In 2020, the landscape is very different. The US has already recognized the Taliban as a legitimate stakeholder in the future of Afghanistan through their peace deal signed earlier this year. Russia, China and Iran have all built bridges with the Taliban, each trying to secure its strategic and economic interests in a future Afghanistan in exchange for aid and legitimacy.

India, too, has made initial attempts at networking with the Taliban but its efforts are nascent compared with Russia’s or China’s. Russia has worked with the group to take on their common enemy — the Islamic State. China has promised to build six-lane highways and other infrastructure in Taliban-controlled areas in exchange for peace. According to US intelligence reports, Iran has paid bounties to Taliban fighters to target American soldiers in Afghanistan.

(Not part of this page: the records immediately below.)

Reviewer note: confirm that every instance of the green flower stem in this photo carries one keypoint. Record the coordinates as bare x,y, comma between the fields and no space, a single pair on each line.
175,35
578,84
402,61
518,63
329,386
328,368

New Delhi still has an opportunity. Unlike in the 1990s, the Taliban is, this time, likely to want to use their myriad regional and global relationships to reduce the dependence on Pakistan, the Taliban’s traditional benefactor. While Islamabad will almost certainly emerge as the most powerful foreign player in any Taliban-led dispensation, the latter have made clear that they want to balance those ties with relationships with others — including India.

In May, the Taliban even indicated that they might allow India to treat Kashmir as its “internal” matter, a break from the group’s past position.

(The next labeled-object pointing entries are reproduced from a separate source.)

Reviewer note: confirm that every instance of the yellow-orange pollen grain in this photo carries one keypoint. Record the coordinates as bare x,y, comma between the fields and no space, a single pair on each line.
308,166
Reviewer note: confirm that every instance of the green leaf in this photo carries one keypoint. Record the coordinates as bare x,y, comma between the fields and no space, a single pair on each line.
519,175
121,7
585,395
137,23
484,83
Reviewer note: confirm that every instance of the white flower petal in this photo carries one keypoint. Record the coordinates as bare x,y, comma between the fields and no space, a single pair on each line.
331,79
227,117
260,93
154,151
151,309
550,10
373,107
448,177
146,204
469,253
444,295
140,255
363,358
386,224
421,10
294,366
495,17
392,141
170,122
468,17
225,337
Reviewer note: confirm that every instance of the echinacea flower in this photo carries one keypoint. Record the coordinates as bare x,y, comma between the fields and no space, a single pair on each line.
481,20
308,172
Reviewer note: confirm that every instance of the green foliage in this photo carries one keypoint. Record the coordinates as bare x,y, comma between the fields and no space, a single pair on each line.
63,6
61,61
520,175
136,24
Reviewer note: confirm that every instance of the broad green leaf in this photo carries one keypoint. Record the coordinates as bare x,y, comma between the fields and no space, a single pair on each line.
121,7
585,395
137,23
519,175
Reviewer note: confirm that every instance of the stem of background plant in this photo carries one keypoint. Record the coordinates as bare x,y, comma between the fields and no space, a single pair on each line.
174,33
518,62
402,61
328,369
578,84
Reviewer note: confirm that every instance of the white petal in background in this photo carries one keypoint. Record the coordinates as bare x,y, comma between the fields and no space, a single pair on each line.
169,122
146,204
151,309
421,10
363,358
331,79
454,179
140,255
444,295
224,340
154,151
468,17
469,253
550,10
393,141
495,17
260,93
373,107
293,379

Yet senior officials confirm that New Delhi is yet to make deep breakthroughs in cultivating senior Taliban leaders as a buffer against Pakistani influence. That needs to change if India is to have a meaningful voice in Afghanistan. Yes, it’s important to focus on the border tensions with China. But it would be a mistake to take one’s eyes off Afghanistan. That’s where the future of South Asia might well be decided.